During development, billions of neurons form intricate networks that detect, transmit and process different types of information—from sights, sounds, and smells to thoughts and memories. Although each network ultimately acquires the properties needed for its distinct function, they are all built through shared developmental processes, from cell fate specification to synapse formation and refinement. While much has been learned about the cellular and molecular building blocks underlying each common developmental process, we still don’t understand how such generic events are tailored and coordinated to create the array of specialized circuits found throughout the nervous system.

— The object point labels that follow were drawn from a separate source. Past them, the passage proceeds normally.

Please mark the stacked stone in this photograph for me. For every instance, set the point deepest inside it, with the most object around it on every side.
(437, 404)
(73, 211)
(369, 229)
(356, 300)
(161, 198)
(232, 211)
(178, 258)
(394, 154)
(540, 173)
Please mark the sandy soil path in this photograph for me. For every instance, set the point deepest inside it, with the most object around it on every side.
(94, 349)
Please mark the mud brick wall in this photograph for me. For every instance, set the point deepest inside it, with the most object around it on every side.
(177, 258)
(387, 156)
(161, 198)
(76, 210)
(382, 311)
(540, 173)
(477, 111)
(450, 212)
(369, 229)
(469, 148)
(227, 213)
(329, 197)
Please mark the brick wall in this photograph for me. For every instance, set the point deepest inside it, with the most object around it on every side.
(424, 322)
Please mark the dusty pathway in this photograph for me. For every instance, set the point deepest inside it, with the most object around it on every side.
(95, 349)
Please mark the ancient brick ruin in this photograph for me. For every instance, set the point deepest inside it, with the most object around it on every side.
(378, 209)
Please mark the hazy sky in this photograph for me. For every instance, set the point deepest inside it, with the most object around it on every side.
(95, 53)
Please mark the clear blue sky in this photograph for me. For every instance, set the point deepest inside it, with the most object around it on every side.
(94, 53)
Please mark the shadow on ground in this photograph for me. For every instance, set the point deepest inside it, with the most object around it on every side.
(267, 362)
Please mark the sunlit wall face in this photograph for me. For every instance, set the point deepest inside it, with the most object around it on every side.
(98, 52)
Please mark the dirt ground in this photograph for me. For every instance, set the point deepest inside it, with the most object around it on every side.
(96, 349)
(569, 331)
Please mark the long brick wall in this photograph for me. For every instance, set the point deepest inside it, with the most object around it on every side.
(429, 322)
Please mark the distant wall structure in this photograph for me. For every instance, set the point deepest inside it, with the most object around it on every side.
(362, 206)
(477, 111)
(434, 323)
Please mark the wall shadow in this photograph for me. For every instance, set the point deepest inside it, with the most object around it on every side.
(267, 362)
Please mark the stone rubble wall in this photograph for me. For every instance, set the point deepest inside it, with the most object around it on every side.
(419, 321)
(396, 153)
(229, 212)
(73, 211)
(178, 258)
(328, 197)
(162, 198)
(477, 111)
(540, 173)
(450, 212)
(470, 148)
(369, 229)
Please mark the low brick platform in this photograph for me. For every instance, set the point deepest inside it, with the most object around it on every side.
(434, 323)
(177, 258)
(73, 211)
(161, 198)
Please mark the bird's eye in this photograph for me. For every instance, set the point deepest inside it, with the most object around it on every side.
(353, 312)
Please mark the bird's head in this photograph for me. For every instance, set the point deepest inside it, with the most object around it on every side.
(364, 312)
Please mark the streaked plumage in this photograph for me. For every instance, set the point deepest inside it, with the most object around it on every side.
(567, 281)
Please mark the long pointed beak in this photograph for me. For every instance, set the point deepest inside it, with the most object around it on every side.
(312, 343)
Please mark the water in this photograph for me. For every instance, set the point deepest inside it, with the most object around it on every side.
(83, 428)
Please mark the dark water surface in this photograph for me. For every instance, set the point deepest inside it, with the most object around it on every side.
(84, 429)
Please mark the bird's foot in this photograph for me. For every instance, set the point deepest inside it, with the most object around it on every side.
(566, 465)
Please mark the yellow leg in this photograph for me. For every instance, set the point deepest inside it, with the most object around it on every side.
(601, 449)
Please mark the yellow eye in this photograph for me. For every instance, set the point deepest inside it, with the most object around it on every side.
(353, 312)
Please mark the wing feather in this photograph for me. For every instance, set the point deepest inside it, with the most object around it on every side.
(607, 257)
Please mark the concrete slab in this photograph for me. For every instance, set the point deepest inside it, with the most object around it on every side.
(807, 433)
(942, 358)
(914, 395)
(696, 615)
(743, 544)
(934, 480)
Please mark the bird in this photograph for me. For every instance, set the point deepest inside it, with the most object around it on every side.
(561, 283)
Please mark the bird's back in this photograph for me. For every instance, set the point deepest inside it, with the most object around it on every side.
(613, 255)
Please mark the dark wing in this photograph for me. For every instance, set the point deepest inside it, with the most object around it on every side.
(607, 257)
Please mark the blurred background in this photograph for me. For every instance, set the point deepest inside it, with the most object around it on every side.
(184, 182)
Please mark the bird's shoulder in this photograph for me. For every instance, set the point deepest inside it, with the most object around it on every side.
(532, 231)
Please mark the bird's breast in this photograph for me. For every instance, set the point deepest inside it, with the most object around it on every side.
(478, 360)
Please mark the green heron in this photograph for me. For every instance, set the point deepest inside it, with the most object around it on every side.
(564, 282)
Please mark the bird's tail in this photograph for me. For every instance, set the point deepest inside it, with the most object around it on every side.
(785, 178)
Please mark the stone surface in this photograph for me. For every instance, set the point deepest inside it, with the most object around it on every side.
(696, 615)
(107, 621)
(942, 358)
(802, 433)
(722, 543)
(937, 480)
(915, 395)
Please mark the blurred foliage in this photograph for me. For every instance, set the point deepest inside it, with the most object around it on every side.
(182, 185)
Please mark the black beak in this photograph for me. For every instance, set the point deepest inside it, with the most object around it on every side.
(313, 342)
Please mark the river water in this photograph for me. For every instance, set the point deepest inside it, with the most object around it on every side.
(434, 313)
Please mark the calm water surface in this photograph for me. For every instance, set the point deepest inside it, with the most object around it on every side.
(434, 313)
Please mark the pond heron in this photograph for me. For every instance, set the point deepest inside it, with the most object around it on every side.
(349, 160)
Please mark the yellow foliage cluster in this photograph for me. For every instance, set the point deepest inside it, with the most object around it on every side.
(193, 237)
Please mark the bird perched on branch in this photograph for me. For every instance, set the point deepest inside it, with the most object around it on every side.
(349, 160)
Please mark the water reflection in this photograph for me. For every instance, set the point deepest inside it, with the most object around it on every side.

To learn how different types of neural networks acquire their unique properties, the Goodrich lab employs mouse genetics, timelapse imaging, and single cell sequencing together with sensitive anatomical and physiological approaches. We investigate circuit assembly in two sensory systems: hearing and vision. In each system, specific classes of neurons elaborate morphologies that are appropriate for their role in the circuit. We are studying how these morphologies develop, such as the emergence of simple bipolar spiral ganglion neurons that make unusual synapses that ensure rapid and reliable transmission from the inner ear to the brain or the morphogenesis of retinal amacrine cells, which are unipolar but elaborate extensive dendritic arbors that are ideal for modulating visual information locally in the retina.
Additionally, we are curious how the nervous system is able to use the same signaling molecules to build fundamentally different tissues and circuits. How do the same molecules exert distinct functions depending on the context in which they are presented? For example, the secreted protein Netrin-1 is a highly versatile molecule that, while famous for its role in axon guidance, also mediates cell adhesion, migration and survival—depending on where and when in nervous system development we look. We are studying how this versatility is achieved at the molecular level.